In my 20s, my heroes were the feminist icons Gloria Steinem and bell hooks, who defiantly lowercased her pen name to keep readers focused on her books rather than herself. Gloria advocated for serial monogamy, and bell posited that marriage was rarely a space that could “nurture and sustain a liberated woman.” Under their influence, I doubled down on my commitment to spinsterhood. I steeped myself in third-wave feminism and novel after novel; I wanted to be a writer who toiled alone. It seemed that marriage would strip away my dedication to my fiction or water down my voice. No pretty white dress would divert my creative energy into caring for a man, tending his house, aiding and abetting his career.

Following Gloria’s advice, throughout my 20s I enjoyed a series of long-term boyfriends. But as I reached my mid-30s, the rinse-and-repeat pattern—meeting a guy, dating for a few years, then splitting up—was growing tiresome. Romance began to seem like a bomb ticking down to inevitable hurt feelings. And my studio apartment was becoming more lonesome than cozy. By then I had been a writer for more than a decade. Was a happier relationship really going to shake me from my passion?

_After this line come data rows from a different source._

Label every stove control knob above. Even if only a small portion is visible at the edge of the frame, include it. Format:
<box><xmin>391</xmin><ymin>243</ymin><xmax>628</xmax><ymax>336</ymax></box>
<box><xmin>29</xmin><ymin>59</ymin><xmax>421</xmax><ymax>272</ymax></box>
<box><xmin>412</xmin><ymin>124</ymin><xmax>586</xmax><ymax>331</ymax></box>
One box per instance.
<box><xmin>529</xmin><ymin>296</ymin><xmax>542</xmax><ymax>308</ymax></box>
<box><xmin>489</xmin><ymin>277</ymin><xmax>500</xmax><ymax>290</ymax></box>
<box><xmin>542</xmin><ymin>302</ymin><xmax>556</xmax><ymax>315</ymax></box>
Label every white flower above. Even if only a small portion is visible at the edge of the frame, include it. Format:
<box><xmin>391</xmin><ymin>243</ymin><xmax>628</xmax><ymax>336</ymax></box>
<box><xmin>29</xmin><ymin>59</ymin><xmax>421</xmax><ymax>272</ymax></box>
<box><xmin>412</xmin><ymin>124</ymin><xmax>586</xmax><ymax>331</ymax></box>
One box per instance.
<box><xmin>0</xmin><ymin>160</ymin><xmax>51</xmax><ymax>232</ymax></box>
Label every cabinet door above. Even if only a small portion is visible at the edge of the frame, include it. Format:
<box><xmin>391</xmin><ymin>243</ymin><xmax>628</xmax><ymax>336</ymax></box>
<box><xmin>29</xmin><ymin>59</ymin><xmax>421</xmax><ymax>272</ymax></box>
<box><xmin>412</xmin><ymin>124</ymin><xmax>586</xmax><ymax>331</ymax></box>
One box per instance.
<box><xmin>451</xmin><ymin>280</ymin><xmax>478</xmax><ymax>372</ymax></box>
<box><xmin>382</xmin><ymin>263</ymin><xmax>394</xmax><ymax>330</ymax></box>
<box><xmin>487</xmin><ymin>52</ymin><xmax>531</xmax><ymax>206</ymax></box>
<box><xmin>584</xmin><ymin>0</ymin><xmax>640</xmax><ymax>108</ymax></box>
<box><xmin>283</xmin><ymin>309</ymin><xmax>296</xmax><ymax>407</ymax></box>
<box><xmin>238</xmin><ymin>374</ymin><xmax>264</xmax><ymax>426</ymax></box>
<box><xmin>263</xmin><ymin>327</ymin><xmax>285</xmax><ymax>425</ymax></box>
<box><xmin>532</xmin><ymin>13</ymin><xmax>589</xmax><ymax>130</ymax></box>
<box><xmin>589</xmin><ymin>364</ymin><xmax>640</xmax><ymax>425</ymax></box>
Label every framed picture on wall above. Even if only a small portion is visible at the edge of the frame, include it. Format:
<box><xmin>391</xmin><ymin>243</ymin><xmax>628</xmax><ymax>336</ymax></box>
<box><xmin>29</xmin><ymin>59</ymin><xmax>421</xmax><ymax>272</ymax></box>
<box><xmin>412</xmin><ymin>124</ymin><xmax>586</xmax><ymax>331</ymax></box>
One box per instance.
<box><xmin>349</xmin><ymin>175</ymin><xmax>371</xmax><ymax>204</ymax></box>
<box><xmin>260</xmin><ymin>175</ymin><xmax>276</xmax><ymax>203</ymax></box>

My mentor, a prolific writer, had thrived creatively in a decades-long marriage, even traveling the country alone with her German shepherds to guest-teach at various universities. My own mother painted, made collages, and created mosaics relentlessly; she flourished as an artist after marrying my stepfather. I went to see bell hooks speak, and she told the adoring audience she was looking for love—a solid but spacious love that would allow her to remain every ounce her brilliant, opinionated self. Even Gloria Steinem had married eventually, which seemed a sort of permission.

And then—perhaps you saw this coming?—I met George. I liked his quiet way, his British wit. I left my studio apartment in Austin to live near him in a California beach town. Out there, my life felt more expansive and full of possibility—not less. George encouraged me to take jobs that would leave me time and energy to write. On weekends, he’d read Scientific American or tinker on a robot he was building while I drafted my novel. I could imagine us moving wherever opportunity called us; I’d write at our kitchen table no matter where we lived. I found I wanted to be married to him, to have the solid sense that we’d make our big life choices together.

I still carve out quiet hours to write, and afternoons with girlfriends to collaborate on creative projects to help bring down the patriarchy. (Really: I’m working with one pal on a reality show about the female-centric, empowering practice of witchcraft. Stay tuned.) When I arrive home, George listens to tales of my adventures and updates me on his own endeavors. I am both a writer and a wife, and my life feels happy and full in a way it never did before—back when I defined myself by what I would never do, rather than what, in the end, I happily did.